The main goal behind this directory is to provide a common access point for people searching information about certain namespaces. Since the namespace descriptions also provide access to additional data (such as documentation, tools, and test data), this directory serves as a unifying platform for collecting and distributing information about XML-related activities in Switzerland.
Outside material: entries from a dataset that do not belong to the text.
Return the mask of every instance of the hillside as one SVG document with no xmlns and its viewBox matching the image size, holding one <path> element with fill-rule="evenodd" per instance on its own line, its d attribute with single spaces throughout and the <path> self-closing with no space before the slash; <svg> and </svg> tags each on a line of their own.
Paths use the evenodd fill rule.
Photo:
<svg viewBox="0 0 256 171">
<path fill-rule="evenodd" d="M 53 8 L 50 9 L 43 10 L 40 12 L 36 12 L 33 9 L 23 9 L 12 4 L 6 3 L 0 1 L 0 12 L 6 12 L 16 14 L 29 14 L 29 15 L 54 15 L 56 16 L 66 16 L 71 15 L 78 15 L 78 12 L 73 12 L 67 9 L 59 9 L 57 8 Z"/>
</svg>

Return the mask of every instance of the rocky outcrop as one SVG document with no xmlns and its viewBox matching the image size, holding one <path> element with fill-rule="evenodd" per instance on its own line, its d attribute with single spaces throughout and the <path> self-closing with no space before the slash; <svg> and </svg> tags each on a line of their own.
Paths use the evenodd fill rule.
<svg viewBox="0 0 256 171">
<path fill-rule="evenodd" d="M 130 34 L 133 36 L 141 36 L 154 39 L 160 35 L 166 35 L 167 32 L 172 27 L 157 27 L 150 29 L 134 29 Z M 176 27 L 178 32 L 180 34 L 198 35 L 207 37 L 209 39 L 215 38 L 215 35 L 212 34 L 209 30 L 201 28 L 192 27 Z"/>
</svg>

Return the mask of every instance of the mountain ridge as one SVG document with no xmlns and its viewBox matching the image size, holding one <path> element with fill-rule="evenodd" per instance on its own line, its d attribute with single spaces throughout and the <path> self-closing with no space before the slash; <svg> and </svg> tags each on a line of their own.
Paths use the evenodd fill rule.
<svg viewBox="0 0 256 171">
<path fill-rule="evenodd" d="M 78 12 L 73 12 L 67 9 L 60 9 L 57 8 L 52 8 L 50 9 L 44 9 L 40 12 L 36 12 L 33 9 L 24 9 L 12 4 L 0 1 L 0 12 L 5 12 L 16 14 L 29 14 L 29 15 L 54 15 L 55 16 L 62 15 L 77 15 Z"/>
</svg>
The service has only been established recently, but the initial feedback has been very positive, because in the opinion of many XML developers, namespace names should point to information about the namespace, and by using the structure described here, we can provide information about the namespace and even about other namespaces and resources which are associated with it.

6 Conclusions

Using the namespace description format and structure presented here, it is possible to provide a uniform and rich set of descriptions about namespaces in an XML-based environment. While the exact versioning strategy and method may be different in other environments, the basic concept of defining and representing associations between namespaces is applicable to may different settings. The format has been defined to be easily usable and understandable, so that namespace maintainers do not perceive it as a big additional burden they rather avoid. This design should improve the ratio between the effort required to describe a namespace, and the benefit for all users of this namespace.

Bibliography

  1. JONATHAN BORDEN and TIM BRAY. Resource Directory Description Language (RDDL) 2.0, January 2004.
  2. TIM BRAY, DAVE HOLLANDER, and ANDREW LAYMAN. Namespaces in XML. World Wide Web Consortium, Recommendation REC-xml-names-19990114, January 1999.
  3. DOMINIQUE HAZAËL-MASSIEUX and DAN CONNOLLY. Gleaning Resource Descriptions from Dialects of Languages (GRDDL). World Wide Web Consortium, W3C Team Submission SUBM-grddl-20050516, May 2005.
  4. IAN JACOBS and NORMAN WALSH. Architecture of the World Wide Web, Volume One. World Wide Web Consortium, Recommendation REC-webarch-20041215, December 2004.